Two regional Federal Reserve bank chiefs said they favor further interest-rate increases and criticism by President Donald Trump wouldn’t influence U.S. central bank policy.
“My own forecast is that it will be appropriate to raise rates a couple more times this year,” Kansas City Fed President Esther George said in an interview on Bloomberg Television with Kathleen Hays in Jackson Hole, Wyoming. Robert Kaplan, head of the Dallas Fed, told CNBC television that he backed three or four more hikes over the next nine to 12 months.
Trump complained to wealthy Republican donors at a Hamptons fundraiser on Friday that he expected Jerome Powell to be a cheap-money Fed chairman and instead the man he picked for the job had raised rates.
Both George and Kaplan, speaking ahead of the Kansas City Fed’s policy symposium in the Grand Teton National Park, said political considerations wouldn’t play any role in the committee’s interest rate setting policies.
“I don’t feel personally that it impedes our ability to make decisions,” George said. “This committee is very focused on the mandate given to us by Congress to try to make decisions that are in the long-run interest of a growing economy.”
Kaplan agree with that assessment.
“It’s not going to affect our decisions,” the Dallas Fed leader said. “I’m very confident we’ll continue to do our job in an apolitical way.”
George, as conference host, will get the event formally underway with a dinner at 8 p.m. New York time on Thursday. Powell headlines the conference with a speech at 10 a.m.
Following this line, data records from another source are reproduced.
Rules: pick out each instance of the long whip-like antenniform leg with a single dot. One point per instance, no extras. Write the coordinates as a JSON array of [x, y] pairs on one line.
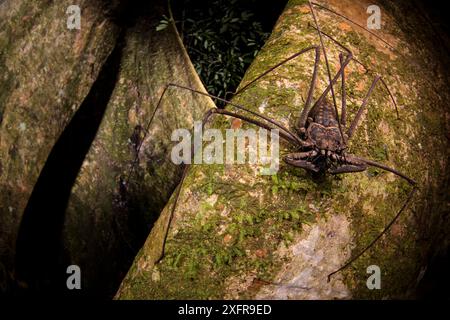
[[328, 70], [343, 94], [354, 159], [284, 131], [358, 116], [304, 115], [207, 116]]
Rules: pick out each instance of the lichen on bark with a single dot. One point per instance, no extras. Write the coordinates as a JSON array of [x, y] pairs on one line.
[[237, 234], [46, 72]]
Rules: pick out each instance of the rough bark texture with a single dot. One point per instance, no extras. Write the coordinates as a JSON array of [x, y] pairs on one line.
[[46, 72], [62, 89], [110, 211], [237, 234]]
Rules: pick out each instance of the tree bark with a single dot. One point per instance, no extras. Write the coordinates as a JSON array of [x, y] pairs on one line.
[[47, 71], [237, 234], [74, 105]]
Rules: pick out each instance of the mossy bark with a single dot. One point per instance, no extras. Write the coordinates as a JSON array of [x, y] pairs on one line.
[[115, 200], [237, 234], [46, 72], [49, 73]]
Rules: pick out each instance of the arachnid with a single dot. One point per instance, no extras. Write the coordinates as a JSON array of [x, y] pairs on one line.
[[319, 139]]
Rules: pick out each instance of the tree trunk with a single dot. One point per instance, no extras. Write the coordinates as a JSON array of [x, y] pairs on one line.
[[238, 234], [74, 105]]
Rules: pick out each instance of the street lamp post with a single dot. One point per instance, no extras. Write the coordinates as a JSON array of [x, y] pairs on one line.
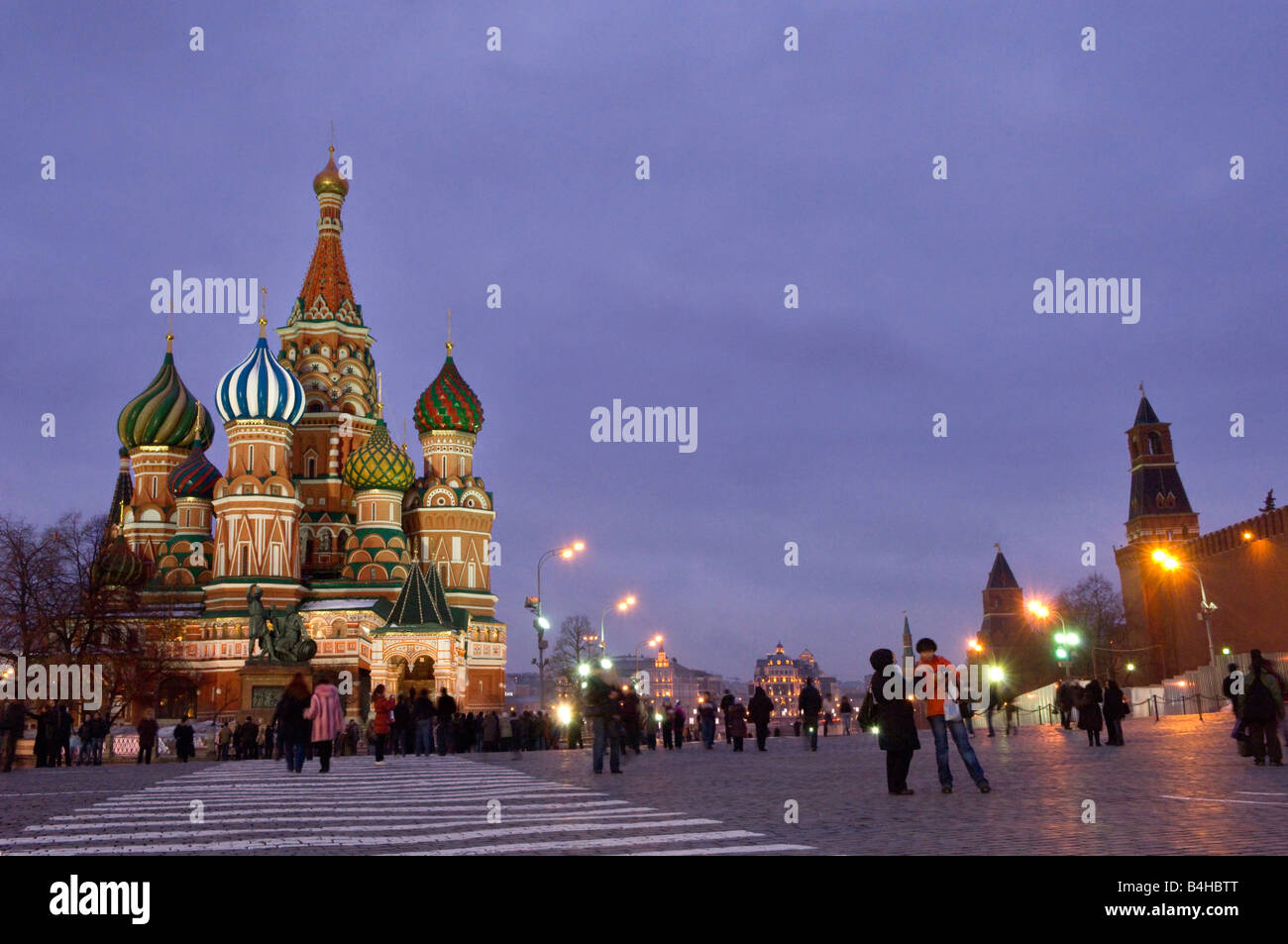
[[1063, 636], [540, 623], [622, 605], [652, 640], [1206, 607]]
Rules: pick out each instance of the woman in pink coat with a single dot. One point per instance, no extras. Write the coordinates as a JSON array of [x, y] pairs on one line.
[[327, 719]]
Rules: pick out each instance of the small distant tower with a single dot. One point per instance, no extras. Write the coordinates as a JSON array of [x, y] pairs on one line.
[[257, 504]]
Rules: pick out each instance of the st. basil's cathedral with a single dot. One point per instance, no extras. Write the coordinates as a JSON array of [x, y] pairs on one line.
[[317, 505]]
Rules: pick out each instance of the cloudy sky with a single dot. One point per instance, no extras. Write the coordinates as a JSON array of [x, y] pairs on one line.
[[768, 167]]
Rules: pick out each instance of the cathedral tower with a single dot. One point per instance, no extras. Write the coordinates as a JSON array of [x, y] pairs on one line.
[[327, 347], [1159, 509], [257, 504], [449, 511], [378, 472], [158, 428], [1159, 514]]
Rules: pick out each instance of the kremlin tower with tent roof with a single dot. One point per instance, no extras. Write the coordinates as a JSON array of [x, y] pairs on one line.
[[316, 506]]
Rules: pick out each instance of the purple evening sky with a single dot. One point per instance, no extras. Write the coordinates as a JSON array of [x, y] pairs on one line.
[[768, 167]]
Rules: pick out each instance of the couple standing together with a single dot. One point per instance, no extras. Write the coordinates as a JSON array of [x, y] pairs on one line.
[[892, 711]]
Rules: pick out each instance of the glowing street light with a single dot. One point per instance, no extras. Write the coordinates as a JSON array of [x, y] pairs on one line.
[[622, 605], [540, 623], [1206, 607]]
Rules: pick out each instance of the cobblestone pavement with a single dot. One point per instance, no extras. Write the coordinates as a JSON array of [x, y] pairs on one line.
[[1176, 787]]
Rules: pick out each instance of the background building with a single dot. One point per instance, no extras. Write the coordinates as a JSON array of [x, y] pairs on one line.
[[1243, 566]]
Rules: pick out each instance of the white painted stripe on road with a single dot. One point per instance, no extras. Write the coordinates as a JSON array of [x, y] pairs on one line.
[[480, 816], [365, 841], [565, 845], [206, 831], [728, 850], [330, 809], [1216, 800]]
Friday on monetary policy in a changing economy.
Fed officials are getting ready to raise interest rates again next month amid an intensifying debate on how much higher to go amid strong labor markets and robust growth, minutes of their July 31-Aug. 1 meeting released in Washington on Wednesday showed. Investor expectations for a move next month are above 90 percent, according to pricing in interest rate futures markets.
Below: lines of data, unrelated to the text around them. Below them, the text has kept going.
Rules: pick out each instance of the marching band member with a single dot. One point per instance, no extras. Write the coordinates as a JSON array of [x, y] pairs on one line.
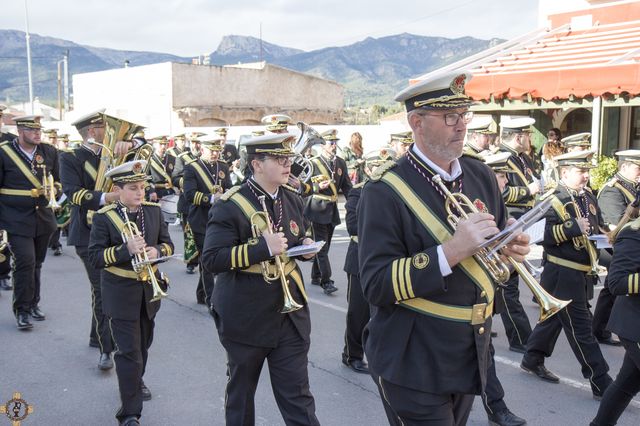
[[126, 299], [330, 175], [205, 180], [570, 272], [519, 196], [25, 165], [358, 312], [625, 316], [433, 299], [244, 306], [613, 199]]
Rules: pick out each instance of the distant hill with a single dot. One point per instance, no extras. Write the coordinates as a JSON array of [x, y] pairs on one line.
[[371, 70]]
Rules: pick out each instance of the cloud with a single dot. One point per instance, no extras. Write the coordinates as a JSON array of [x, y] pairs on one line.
[[191, 27]]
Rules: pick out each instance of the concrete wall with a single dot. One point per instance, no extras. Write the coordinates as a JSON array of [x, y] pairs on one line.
[[213, 95]]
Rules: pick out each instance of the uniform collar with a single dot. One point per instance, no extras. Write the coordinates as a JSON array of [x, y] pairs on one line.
[[456, 170]]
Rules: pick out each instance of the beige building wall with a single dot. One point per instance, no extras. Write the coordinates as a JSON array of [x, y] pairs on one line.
[[167, 97]]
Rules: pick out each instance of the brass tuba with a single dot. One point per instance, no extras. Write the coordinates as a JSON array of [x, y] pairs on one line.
[[140, 262], [261, 223], [115, 130], [492, 263], [302, 167]]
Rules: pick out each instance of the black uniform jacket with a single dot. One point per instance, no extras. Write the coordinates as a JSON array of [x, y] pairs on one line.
[[624, 282], [201, 180], [614, 197], [399, 261], [516, 194], [23, 214], [78, 170], [322, 205], [246, 308], [351, 265], [122, 296], [161, 182], [561, 227]]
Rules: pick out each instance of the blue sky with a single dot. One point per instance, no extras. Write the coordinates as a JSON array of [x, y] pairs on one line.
[[192, 27]]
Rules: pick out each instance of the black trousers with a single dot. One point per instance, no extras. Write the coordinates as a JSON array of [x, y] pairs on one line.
[[100, 332], [602, 312], [575, 320], [321, 269], [133, 340], [407, 407], [515, 320], [623, 389], [54, 241], [287, 370], [5, 267], [28, 255], [493, 397], [357, 319], [207, 279]]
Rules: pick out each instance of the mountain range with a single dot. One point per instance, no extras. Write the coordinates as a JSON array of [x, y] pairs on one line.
[[371, 70]]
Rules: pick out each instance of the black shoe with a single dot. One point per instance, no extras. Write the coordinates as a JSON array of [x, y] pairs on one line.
[[505, 418], [130, 421], [37, 314], [357, 365], [5, 284], [541, 371], [329, 288], [105, 362], [610, 341], [22, 321], [518, 348], [146, 393]]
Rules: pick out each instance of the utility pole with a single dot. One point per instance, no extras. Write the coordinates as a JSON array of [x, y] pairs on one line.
[[27, 36], [66, 82]]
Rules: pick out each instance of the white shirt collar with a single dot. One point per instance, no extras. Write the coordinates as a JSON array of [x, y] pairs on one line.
[[456, 170]]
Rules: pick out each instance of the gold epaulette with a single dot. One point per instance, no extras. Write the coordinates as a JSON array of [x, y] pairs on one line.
[[290, 188], [229, 193], [107, 208], [471, 154], [381, 170]]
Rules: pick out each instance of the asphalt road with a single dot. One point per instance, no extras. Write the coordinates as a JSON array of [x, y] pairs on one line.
[[55, 370]]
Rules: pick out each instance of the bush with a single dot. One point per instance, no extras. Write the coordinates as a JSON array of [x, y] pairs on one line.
[[607, 167]]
The U.S. economy expanded 4.1 per cent in the second quarter and tracking indices from the New York and Atlanta Feds show it continues to grow. Unemployment is 3.9 percent, near the lowest since 2000, and inflation measured by the Fed’s preferred price gauge rose 2.2 per cent for the year ending June.
George suggested the more difficult debates facing the Fed revolve around how far it will raise rates before at least pausing its upward march. George said she estimated the so-called neutral rate -- the level at which the Fed’s policy rate neither drives nor restrains the economy -- at 3 per cent. She wouldn’t say where she thought rates should level off.